For this shot I would have used a 100mm macro or even my telephoto (even a cheap one would do), gotten far back and zoomed on in. I think the Pentax Kx viewfinder is pretty small, so manually focusing has got to be tough.
The second pic...
This is White Balance. Auto white balance. They key thing I see is that the whitest point is a bit on the blue side. A tell-tale sign that the camera defaulted to summer daylight white balance. My rule-of-thumb is that whenever you have something considered to be "dramatic light" turn off auto-white balance, and shoot with a preset or fixed number (helps to get comfortable with about 4 presets or numbers and know when to best use them). For a fall scene or sunset always shoot warm. In this case, I would have went with shadow or overcast preset or 5600k or above.
This is common for most cameras, even SLRs, and I have dealt with it many times with my own shots (
recently this one). Those higher-end cameras have white balance censors that help a great deal (I have one on my e30 and e5) but they still are not perfect in those extreme lighting situations.

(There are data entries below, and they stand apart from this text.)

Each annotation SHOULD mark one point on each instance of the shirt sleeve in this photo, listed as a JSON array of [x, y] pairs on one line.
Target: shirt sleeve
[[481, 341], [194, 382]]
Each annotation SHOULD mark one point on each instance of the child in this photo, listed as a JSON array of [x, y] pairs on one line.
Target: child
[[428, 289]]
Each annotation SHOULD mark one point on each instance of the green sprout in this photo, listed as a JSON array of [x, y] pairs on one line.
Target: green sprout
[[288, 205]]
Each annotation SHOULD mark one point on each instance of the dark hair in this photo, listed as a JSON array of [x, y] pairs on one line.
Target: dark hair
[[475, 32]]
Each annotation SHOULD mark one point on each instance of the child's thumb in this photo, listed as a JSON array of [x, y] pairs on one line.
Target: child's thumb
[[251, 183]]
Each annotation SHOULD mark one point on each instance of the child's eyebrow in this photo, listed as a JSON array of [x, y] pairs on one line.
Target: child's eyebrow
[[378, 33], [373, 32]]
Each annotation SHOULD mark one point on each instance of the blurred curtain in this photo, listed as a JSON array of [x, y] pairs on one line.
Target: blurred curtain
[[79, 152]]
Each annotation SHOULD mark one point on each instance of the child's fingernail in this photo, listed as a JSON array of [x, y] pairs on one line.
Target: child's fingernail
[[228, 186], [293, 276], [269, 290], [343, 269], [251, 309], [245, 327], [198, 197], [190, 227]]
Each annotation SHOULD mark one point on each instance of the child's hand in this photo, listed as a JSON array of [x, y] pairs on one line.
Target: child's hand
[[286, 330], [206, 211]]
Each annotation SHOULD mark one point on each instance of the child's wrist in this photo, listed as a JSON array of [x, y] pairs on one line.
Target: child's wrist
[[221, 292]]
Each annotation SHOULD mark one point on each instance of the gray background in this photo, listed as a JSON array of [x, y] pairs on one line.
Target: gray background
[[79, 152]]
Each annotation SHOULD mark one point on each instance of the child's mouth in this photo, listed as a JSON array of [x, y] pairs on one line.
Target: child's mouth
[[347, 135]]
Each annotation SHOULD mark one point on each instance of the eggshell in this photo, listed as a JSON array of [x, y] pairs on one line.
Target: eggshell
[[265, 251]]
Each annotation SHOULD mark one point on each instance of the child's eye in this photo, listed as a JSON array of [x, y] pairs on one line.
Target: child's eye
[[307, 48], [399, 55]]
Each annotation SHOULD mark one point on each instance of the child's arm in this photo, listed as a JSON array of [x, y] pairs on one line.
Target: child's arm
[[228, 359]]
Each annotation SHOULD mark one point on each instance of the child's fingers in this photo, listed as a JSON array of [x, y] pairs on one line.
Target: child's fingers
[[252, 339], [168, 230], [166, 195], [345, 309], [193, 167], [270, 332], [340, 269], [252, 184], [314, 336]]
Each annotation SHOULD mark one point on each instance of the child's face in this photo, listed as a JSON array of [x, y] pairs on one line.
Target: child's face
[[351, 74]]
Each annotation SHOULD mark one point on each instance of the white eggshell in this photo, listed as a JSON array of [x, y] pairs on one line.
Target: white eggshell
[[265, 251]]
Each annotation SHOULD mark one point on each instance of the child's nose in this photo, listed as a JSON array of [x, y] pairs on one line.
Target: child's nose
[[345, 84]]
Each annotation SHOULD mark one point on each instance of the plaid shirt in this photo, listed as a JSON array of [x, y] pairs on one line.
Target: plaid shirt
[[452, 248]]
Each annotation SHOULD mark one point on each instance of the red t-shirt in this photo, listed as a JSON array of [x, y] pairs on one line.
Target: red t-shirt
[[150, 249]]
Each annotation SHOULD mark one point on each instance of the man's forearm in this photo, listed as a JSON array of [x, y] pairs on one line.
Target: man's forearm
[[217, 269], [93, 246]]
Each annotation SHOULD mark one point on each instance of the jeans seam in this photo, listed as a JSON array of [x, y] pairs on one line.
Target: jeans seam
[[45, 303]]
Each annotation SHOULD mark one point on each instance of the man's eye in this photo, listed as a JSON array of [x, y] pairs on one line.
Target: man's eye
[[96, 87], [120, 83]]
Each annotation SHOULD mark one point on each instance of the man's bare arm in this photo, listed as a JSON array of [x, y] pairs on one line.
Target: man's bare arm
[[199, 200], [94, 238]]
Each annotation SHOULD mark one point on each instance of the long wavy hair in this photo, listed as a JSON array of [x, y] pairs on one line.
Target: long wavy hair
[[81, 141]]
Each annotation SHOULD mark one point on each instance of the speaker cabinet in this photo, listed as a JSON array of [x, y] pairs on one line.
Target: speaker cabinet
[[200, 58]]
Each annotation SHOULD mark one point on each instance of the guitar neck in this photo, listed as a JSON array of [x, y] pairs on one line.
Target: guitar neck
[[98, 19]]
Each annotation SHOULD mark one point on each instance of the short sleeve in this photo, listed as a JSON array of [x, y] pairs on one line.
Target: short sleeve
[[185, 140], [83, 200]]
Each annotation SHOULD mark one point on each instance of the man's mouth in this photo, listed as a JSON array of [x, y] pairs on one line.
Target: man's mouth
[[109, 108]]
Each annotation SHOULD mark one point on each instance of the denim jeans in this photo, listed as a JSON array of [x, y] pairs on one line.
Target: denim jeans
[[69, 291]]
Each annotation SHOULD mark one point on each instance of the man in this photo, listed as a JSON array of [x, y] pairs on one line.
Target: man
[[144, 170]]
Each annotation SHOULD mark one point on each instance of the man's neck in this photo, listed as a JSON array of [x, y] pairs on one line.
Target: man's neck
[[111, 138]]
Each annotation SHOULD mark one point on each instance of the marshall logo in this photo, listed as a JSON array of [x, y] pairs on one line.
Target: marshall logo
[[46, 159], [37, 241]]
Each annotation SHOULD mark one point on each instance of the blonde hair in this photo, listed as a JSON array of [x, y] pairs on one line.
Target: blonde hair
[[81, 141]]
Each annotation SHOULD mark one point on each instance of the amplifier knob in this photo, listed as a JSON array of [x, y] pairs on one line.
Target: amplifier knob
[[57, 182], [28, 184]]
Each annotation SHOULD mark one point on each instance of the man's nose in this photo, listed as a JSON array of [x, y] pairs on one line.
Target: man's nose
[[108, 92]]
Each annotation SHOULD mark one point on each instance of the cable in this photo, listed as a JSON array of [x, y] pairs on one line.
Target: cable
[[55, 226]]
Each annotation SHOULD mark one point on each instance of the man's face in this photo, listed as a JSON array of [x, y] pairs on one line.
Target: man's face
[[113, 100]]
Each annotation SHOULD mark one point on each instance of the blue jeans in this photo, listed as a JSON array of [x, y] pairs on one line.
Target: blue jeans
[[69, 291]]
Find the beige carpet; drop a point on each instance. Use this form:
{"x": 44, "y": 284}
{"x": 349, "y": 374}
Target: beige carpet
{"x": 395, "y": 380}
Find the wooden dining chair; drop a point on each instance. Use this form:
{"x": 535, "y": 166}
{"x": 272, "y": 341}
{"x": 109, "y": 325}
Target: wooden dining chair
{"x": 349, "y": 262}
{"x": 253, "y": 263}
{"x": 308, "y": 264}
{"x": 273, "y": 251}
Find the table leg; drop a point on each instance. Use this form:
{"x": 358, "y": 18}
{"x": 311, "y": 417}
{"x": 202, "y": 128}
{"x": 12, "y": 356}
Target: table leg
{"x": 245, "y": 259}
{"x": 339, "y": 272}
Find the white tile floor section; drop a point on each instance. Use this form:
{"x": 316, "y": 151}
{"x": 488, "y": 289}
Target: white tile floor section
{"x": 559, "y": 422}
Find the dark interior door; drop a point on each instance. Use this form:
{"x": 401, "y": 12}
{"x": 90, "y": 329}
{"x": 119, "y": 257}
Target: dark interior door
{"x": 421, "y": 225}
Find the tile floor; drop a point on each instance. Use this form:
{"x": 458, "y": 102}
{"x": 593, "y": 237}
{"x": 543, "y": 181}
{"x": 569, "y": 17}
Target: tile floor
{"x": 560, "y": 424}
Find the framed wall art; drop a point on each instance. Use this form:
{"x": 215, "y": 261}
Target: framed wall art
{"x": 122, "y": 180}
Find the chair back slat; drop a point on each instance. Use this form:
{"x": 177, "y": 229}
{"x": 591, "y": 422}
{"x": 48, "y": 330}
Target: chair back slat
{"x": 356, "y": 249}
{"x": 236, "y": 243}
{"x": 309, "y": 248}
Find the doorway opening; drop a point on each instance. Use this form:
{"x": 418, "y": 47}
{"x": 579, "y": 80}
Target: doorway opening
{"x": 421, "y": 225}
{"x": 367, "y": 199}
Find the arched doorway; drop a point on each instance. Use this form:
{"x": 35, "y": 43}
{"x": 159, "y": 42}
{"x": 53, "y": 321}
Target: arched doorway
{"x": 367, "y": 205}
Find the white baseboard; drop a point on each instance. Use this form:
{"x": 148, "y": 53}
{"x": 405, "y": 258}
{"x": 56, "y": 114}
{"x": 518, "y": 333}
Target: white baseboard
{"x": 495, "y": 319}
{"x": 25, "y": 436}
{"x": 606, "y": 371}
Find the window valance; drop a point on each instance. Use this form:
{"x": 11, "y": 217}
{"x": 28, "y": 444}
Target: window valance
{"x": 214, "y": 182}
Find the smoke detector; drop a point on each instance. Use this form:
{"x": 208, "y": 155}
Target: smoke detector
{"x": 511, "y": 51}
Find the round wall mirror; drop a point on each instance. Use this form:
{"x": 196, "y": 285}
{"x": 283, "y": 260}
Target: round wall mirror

You can go back and fix in raw, but if auto balance is off by too much, it tends to clip certain colors out of the highlights.
This is also fixable in PP on the jpeg. Just bring up color balance and turn the cyan and blue channels more towards the warm end.
Here's what I did in about a minute.

- leaf.jpg (218.86 KiB) Viewed 532 times
Feel free to show more examples and ask as many questions as you want. This is the best way to learn... look at all the issues with our pictures and pick apart what went wrong, what is the camera, what is the photographer, what can be done in PP, and what can be done next time.
I have a new attitude when I shoot now, strangely after reading an Ansel Adams book: Photographing in the field is collecting materials and information. The real art is how those come together on the canvas in the darkroom.